Indiscriminate use of pesticides appears to alter immune response in non-target organisms such as humans and other animals. Thus, immune modulation is considered as one of the potential risks and consequences following exposure to these chemicals. Because of the widespread usage, exposure to mixtures of pesticides during the lifetime of individuals is unavoidable and can result in potentiation of the toxic effects. Because immune cells are more susceptible to toxic insults at a lower dose than most other cell types, the effects of pesticides and their mixtures on murine splenocytes were evaluated. C57BL/6 male mouse splenocytes, in vitro, were exposed to permethrin and endosulfan, individually and in-combination (25-200 µM). The immunotoxic potential of these pesticides was monitored using a flow cytometric technique in combination with 7-Amino Actinomycin D (7-AAD) staining. Endosulfan exposures (25-150 µM) resulted in time- and dose-dependent increase in apoptotic and necrotic cell death in murine splenocytes, in vitro. Permethrin exposure (50-200 µM) resulted in neither a time-dependent/dose-dependent loss of splenocyte viability nor induction of apoptosis in splenocytes. With mixtures of permethrin and endosulfan, depressed viability and enhanced early apoptosis and late apoptosis/necrosis were observed. Exposure to mixtures of 50 µM endosulfan with 50 or 100 µM permethrin increased late apoptosis/necrosis compared to exposure to either chemical alone. DNA fragmentation, a hall mark of apoptosis was observed by DNA ladder technique, confirming the occurrence of apoptosis. Morphological observation using cytospun slides was also carried out to further confirm the presence of apoptosis and necrosis. These findings suggest that the immunotoxicity of endosulfan both individually and in mixtures with permethrin is associated with the occurrence of apoptotic and necrotic processes.

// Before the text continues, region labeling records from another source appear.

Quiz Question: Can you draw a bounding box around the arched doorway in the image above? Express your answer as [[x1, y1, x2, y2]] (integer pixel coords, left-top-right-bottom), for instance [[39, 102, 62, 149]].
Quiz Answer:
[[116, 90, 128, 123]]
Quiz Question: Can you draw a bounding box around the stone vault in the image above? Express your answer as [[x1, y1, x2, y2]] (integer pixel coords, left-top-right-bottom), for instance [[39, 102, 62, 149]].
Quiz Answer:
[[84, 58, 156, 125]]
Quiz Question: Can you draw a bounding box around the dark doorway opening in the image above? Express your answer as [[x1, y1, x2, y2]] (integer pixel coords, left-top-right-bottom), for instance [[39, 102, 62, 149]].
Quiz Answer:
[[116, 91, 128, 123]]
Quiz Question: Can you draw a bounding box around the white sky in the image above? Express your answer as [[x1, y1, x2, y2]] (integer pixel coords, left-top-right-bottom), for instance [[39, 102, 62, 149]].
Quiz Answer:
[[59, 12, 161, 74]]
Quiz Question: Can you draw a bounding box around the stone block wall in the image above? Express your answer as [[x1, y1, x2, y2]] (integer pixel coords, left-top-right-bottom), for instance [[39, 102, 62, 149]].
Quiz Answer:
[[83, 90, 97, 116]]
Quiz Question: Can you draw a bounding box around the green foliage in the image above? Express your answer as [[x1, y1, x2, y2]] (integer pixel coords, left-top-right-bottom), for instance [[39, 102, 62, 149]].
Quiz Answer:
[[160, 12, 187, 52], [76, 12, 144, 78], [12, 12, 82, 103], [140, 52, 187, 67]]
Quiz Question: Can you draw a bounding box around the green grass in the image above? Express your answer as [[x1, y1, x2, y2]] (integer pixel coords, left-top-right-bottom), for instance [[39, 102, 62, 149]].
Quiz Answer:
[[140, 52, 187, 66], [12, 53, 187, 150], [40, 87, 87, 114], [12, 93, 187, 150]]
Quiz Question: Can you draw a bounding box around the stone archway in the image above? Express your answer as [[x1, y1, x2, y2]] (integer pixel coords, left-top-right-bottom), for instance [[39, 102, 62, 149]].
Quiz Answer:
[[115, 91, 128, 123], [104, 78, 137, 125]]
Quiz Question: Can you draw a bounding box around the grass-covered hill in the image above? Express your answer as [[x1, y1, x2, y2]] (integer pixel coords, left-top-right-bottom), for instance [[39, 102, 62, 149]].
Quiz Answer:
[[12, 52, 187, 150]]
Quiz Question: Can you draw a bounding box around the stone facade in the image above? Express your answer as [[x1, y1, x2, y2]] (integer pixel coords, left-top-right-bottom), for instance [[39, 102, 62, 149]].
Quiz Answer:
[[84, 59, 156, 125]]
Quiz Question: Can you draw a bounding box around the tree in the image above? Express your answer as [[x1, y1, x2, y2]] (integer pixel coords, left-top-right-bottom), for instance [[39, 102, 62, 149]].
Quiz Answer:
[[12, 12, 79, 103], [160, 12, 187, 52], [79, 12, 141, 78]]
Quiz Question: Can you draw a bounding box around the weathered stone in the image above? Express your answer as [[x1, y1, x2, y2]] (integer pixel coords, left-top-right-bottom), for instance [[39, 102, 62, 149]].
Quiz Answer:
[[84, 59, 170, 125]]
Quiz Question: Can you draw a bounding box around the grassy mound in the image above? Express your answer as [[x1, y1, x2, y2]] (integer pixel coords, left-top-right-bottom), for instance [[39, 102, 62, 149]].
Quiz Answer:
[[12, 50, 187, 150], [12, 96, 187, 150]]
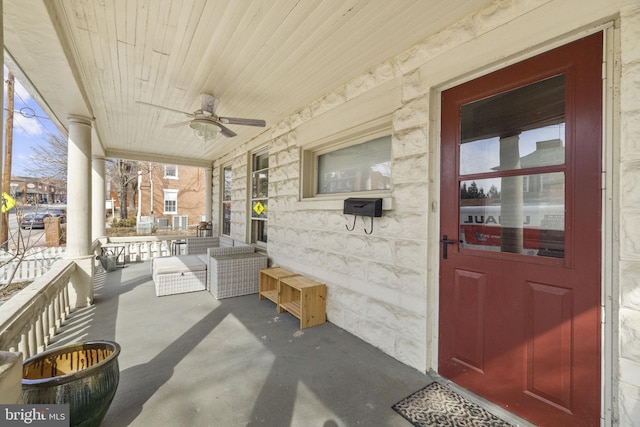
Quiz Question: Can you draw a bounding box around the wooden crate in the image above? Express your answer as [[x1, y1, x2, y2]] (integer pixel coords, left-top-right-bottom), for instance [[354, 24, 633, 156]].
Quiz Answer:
[[258, 267, 297, 313], [278, 275, 327, 329]]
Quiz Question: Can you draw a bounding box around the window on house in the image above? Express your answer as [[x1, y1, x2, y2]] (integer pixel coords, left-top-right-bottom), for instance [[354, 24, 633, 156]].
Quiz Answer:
[[302, 123, 391, 198], [164, 190, 178, 214], [220, 166, 231, 236], [164, 165, 178, 179], [251, 150, 269, 245]]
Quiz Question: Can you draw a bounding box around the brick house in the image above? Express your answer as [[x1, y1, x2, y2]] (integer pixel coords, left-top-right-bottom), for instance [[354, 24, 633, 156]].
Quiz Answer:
[[136, 163, 206, 227]]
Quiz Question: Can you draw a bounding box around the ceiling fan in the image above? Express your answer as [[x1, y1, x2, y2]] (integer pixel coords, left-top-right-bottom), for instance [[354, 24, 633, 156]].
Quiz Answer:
[[136, 93, 266, 141]]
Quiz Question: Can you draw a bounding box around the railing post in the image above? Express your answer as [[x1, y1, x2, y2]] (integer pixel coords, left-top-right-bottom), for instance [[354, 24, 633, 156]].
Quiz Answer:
[[0, 351, 22, 404], [36, 313, 46, 353], [47, 298, 56, 338], [53, 294, 62, 331], [28, 323, 38, 357], [18, 332, 30, 359], [42, 310, 51, 348]]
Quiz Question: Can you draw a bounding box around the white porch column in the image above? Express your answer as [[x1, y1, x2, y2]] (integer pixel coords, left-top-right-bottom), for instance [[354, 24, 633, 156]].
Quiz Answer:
[[91, 156, 107, 241], [204, 167, 213, 222], [66, 116, 94, 308], [500, 135, 523, 254]]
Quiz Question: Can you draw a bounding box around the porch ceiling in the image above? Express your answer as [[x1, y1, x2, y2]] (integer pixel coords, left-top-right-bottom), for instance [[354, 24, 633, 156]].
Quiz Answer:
[[4, 0, 490, 166]]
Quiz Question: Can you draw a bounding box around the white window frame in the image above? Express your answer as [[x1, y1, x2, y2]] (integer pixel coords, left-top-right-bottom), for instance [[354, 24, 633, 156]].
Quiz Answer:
[[300, 118, 393, 200], [162, 189, 178, 215], [164, 165, 178, 179], [247, 147, 270, 247]]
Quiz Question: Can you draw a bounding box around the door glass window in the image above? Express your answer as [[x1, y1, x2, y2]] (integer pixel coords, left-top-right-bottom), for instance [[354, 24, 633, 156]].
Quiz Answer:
[[222, 166, 232, 236], [458, 76, 565, 258], [251, 150, 269, 245]]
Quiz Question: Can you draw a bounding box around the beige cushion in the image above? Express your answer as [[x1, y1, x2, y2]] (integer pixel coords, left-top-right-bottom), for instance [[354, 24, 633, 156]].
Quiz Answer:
[[152, 255, 207, 275]]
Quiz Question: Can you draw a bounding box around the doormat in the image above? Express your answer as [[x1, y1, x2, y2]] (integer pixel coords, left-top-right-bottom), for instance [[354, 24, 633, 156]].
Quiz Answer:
[[392, 382, 513, 427]]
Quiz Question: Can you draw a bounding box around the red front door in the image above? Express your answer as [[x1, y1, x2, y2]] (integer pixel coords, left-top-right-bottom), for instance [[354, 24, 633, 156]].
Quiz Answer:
[[439, 34, 602, 426]]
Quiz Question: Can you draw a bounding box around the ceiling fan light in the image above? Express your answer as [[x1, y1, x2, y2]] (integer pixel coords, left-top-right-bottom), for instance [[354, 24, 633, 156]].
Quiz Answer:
[[189, 119, 222, 141]]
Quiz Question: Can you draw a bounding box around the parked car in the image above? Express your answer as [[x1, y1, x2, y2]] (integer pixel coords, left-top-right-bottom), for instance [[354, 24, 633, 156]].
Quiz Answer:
[[49, 209, 67, 224], [20, 213, 51, 229]]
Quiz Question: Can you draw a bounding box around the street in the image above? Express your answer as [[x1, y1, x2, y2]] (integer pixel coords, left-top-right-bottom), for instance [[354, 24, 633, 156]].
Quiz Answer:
[[8, 204, 67, 252]]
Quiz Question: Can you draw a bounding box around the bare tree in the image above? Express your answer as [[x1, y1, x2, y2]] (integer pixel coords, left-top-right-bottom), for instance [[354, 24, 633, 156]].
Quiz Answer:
[[107, 159, 158, 219], [25, 135, 67, 182]]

Further, the ability of these pesticides to alter the oxidative status of the cells, via reactive oxygen species (ROS) generation and modulation of intracellular antioxidant enzymes levels, was investigated. We monitored the generation of ROS such as hydrogen peroxide (H₂O₂) with 2´, 7´- dichlorofluorescin diacetate (DCFH-DA) assay and superoxide anion (O₂⁻) with hydroethidine (HE) assay in combination with flow cytometry. Spectrophotometric techniques were used to measure antioxidant enzymes such as catalase (CAT), superoxide dismutase (SOD), glutathione reductase (GR) and glutathione peroxidase (GPX). Results of the analyses revealed that individual pesticides increased the production of H₂O₂ in a time and dose-dependent manner. Both time and dose-dependent increases in O₂⁻ production were caused by permethrin; whereas endosulfan exposure resulted in only a dose-dependent increase. However, exposure to mixtures of these pesticides had little or no effect on the generation of H₂O₂ and O₂⁻ radicals as compared to individual pesticides. The levels of SOD and GPX in pesticide-treated splenocytes were found to be not different from solvent control. An increase in GR and CAT levels in cells was noticed with permethrin (100 µM) exposure. These findings suggest that permethrin and endosulfan have the ability to affect the cellular oxidative status and can cause toxicity in immune cells, in vitro.